Diesen Weg lief in den letzten Jahren eine Gruppe in die andere Richtung, zurück nach Saint-Sauveur-le-Vicomte. Am Ende des Weges wurde ihnen allen bewusst: Das Endziel war wichtig. Doch das, was den Weg letztlich ausmacht, das ereignete sich unterwegs. Die Erfahrungen, die sie machen durften wirken in den Alltag hinein. Das Pilgersein wird so Stück für Stück zu einer prägenden Lebenshaltung.
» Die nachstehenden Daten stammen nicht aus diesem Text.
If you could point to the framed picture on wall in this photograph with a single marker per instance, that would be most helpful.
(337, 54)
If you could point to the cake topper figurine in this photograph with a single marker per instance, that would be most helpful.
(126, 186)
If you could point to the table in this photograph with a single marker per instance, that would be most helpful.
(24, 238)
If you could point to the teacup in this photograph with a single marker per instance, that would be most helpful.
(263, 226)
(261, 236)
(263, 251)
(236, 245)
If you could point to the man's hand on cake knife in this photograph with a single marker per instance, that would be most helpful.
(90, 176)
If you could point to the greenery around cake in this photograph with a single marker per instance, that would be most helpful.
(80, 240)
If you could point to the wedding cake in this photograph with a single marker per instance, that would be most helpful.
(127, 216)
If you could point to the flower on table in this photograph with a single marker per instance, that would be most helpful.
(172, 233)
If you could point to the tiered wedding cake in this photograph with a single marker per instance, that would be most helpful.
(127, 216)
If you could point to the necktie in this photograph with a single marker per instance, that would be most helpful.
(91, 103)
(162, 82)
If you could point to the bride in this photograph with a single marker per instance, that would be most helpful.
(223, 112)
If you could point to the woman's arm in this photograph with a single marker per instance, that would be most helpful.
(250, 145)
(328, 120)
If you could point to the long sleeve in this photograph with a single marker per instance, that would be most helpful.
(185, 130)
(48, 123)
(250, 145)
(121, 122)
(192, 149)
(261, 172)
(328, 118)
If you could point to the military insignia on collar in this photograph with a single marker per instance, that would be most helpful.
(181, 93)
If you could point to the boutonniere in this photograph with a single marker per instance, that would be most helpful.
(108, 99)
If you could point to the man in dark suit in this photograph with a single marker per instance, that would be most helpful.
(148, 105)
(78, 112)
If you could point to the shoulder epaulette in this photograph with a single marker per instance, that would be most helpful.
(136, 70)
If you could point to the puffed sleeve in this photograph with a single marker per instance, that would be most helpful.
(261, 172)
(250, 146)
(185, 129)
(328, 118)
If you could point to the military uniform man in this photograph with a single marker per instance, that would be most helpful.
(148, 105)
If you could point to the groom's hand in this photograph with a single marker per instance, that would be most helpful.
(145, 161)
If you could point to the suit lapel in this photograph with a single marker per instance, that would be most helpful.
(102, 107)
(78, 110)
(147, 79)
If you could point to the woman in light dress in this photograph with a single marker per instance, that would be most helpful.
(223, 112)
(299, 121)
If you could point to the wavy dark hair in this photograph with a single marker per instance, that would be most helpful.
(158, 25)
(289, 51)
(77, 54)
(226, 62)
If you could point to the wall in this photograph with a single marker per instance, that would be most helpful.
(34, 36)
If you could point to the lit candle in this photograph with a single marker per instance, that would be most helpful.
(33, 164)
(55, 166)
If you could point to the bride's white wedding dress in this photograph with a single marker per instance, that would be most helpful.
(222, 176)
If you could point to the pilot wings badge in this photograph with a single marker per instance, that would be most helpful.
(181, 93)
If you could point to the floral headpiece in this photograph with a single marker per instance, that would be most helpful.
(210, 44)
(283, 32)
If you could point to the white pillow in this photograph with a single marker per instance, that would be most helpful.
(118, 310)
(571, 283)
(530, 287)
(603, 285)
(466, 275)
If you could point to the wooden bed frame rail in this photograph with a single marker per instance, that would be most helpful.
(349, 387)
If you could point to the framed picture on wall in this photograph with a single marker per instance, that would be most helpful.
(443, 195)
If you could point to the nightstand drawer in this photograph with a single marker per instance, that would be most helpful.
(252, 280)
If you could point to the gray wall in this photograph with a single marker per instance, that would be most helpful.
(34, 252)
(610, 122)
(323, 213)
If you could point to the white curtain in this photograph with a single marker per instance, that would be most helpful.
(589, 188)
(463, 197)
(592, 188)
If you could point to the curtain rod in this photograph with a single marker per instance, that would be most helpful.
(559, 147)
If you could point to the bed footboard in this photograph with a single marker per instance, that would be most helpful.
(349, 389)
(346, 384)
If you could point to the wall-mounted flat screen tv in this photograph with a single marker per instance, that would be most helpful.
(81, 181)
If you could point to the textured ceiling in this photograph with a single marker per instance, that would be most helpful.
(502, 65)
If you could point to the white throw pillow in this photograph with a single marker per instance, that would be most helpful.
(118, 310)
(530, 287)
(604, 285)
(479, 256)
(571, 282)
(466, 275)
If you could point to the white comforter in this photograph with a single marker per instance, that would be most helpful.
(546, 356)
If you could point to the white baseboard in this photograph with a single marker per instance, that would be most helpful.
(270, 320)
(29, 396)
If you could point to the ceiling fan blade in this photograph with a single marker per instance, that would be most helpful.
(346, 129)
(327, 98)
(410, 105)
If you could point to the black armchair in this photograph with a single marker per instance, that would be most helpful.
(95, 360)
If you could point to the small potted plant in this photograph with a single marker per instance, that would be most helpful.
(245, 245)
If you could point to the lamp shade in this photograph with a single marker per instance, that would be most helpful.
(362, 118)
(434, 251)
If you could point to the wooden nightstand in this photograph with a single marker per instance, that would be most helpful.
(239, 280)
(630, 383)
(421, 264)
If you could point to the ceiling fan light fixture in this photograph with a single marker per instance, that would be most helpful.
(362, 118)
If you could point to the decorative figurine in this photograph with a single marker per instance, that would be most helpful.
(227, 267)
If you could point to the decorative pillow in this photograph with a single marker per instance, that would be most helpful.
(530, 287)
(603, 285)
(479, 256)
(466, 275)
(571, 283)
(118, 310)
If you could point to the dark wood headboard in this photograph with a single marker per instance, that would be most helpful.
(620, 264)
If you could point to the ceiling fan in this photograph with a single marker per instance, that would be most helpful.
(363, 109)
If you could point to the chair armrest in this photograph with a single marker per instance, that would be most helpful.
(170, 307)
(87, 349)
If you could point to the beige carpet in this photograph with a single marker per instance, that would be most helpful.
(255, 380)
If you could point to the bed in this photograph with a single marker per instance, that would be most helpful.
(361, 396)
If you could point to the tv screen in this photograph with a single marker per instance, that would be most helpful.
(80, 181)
Einige der zusammengetragenen Erfahrungen könnte man so in Worte fassen:
Die Pilgerin/ der Pilger
- ist „Unterwegs im Vertrauen“.
- hat ein großes Ziel vor Augen und viele kleine Ziele.
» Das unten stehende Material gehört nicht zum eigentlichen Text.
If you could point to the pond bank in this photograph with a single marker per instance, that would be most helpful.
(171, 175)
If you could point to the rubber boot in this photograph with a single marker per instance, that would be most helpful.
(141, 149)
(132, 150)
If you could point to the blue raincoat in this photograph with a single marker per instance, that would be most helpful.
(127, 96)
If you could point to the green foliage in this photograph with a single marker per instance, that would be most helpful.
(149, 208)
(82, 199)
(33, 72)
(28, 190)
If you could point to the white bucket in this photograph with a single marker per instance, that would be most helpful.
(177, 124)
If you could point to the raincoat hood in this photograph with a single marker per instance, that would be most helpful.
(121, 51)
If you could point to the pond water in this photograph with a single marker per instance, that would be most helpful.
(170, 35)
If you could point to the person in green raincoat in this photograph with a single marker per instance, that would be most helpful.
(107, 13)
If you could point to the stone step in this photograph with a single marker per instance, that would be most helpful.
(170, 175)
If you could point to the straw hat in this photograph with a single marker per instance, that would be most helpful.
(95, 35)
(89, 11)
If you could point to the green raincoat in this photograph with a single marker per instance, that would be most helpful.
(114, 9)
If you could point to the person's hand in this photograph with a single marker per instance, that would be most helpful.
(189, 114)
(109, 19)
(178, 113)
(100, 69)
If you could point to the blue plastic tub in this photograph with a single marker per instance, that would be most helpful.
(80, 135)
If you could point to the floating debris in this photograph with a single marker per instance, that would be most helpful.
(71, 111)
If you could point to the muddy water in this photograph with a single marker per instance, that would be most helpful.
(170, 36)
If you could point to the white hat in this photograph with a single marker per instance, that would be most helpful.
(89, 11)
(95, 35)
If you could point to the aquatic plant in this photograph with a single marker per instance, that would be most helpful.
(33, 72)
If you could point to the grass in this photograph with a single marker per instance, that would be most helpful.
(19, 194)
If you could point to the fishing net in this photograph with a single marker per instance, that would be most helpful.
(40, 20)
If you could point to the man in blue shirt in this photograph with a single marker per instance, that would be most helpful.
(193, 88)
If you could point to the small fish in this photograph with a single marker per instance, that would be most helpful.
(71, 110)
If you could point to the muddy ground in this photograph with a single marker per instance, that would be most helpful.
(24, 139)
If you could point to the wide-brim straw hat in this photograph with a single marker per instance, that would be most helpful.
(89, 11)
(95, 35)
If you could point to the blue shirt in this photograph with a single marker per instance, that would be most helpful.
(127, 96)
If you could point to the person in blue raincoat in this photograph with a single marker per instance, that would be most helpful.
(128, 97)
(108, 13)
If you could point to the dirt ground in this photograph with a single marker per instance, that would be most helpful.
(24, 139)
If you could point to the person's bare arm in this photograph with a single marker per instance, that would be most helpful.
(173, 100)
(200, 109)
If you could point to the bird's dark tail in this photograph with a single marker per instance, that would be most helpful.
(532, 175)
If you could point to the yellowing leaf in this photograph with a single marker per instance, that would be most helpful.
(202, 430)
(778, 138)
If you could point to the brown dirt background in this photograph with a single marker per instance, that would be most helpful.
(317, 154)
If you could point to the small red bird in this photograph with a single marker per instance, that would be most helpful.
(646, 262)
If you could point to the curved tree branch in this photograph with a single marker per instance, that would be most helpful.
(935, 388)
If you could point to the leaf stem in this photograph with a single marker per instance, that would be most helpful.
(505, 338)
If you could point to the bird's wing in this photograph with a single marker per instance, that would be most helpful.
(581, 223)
- muss Menschen und Dinge loslassen können.
- geht Schritt für Schritt.
- erlebt viele Überraschungen und steht jeden Tag vor neuen Herausforderungen.
- trägt viele Anliegen mit und geht auch stellvertretend für andere.
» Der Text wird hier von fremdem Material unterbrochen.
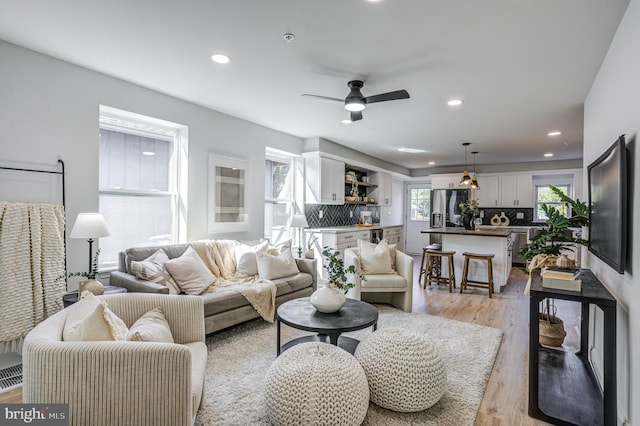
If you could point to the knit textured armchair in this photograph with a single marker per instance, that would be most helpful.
(122, 383)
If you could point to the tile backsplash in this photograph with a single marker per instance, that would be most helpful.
(512, 214)
(332, 215)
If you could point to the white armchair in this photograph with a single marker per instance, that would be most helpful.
(122, 383)
(396, 290)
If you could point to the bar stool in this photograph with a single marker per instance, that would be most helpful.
(423, 266)
(434, 269)
(465, 271)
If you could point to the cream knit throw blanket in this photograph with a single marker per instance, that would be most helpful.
(31, 262)
(219, 256)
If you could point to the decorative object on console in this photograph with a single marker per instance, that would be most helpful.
(331, 296)
(469, 210)
(466, 179)
(299, 221)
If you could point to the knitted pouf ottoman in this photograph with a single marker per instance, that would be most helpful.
(316, 384)
(404, 370)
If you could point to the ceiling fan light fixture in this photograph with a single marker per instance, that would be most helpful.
(220, 58)
(354, 105)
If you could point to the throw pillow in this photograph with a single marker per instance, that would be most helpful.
(152, 269)
(392, 250)
(277, 249)
(151, 327)
(375, 259)
(246, 263)
(91, 320)
(190, 272)
(272, 267)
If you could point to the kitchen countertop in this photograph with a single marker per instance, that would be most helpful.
(349, 228)
(461, 231)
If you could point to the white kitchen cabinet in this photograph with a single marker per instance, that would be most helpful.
(383, 193)
(446, 182)
(516, 191)
(488, 194)
(509, 191)
(324, 180)
(394, 235)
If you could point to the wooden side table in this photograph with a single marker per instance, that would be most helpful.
(72, 297)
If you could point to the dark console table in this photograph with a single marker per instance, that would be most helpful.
(562, 386)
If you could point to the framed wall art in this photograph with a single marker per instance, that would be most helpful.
(228, 195)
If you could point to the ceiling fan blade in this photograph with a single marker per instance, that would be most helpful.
(323, 97)
(389, 96)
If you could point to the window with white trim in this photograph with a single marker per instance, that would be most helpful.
(544, 195)
(142, 182)
(279, 199)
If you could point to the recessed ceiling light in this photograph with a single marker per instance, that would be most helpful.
(411, 150)
(220, 58)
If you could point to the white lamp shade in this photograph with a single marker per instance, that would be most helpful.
(299, 221)
(90, 225)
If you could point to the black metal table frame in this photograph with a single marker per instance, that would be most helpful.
(334, 335)
(593, 293)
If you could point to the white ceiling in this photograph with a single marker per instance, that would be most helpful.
(523, 67)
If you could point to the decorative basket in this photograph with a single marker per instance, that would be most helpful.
(551, 328)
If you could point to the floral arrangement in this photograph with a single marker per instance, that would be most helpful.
(337, 272)
(470, 207)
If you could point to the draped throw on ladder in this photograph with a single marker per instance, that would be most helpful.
(32, 270)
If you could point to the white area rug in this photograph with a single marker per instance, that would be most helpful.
(239, 359)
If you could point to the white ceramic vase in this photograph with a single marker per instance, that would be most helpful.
(328, 299)
(92, 286)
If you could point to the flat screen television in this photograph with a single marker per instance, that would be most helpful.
(608, 206)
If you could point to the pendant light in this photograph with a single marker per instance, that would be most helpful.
(466, 179)
(474, 180)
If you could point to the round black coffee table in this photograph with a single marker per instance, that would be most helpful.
(300, 314)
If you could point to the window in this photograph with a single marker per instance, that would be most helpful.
(420, 204)
(142, 182)
(279, 195)
(544, 195)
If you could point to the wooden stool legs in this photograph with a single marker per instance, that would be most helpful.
(434, 269)
(465, 272)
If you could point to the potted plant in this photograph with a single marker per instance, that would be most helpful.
(545, 249)
(331, 297)
(90, 284)
(469, 209)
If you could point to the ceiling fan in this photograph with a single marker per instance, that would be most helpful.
(355, 101)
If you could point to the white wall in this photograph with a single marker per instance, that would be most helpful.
(49, 109)
(611, 109)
- betet mit den Füßen und mit dem Herzen.
- wird vom Gebet anderer getragen.
- lernt die Gemeinschaft schätzen und auch die Stille.
- nimmt die Dinge und Menschen intensiver wahr.
- begegnet den eigenen Grenzen und wird barmherziger mit den Grenzen anderer.
- wird zu Geduld, Ausdauer und Gelassenheit herausgefordert.
- muss sich überwinden, Schmerzen ertragen und Kräfte einteilen.
- entdeckt neue Seiten an sich und anderen und wächst über sich selbst hinaus.
- lernt das Wenige schätzen und das Reichhaltige um so mehr.
- ist auf Hilfe angewiesen, lernt darum zu bitten und sie anzunehmen.
- erlebt viele positive Begegnungen, Herzlichkeit, Offenheit und Hilfsbereitschaft.
- kann Botschafter, Friedensstifter und Brückenbauer sein.
- wird im Glauben gestärkt und ermutigt andere zu glauben.
- lernt vertrauen, dass Gott mitgeht, dass er geführt wird und den Weg findet.
- fällt auf, weckt Erstaunen und Anerkennung.
- wird nicht von allen verstanden und kann seine Erfahrungen nicht mit jedem teilen
- genießt das Leben in und mit der Natur.
- entdeckt, was wirklich wichtig und kostbar ist.
- wird dankbar.
- verändert sich mit dem Weg und kommt am Ziel anders an, als er/sie aufgebrochen ist.
Stichwort Placida-Jahr:
Die Schwestern der heiligen Maria Magdalena Postel gedenken von September 2015 bis September 2016 der Gründerin ihrer deutschen Kongregation, Schwester Placida Viel. Schwester Placida war die zweite Generaloberin der französischen Gemeinschaft und kleidete 1862 vier Lehrerinnen in Heiligenstadt ein. Seit 1920 ist der daraus entstandene deutsche Ordenszweig eigenständig. Schwester Placida wurde als Victoria Viel am 26. September 1815 – also vor 200 Jahren – geboren.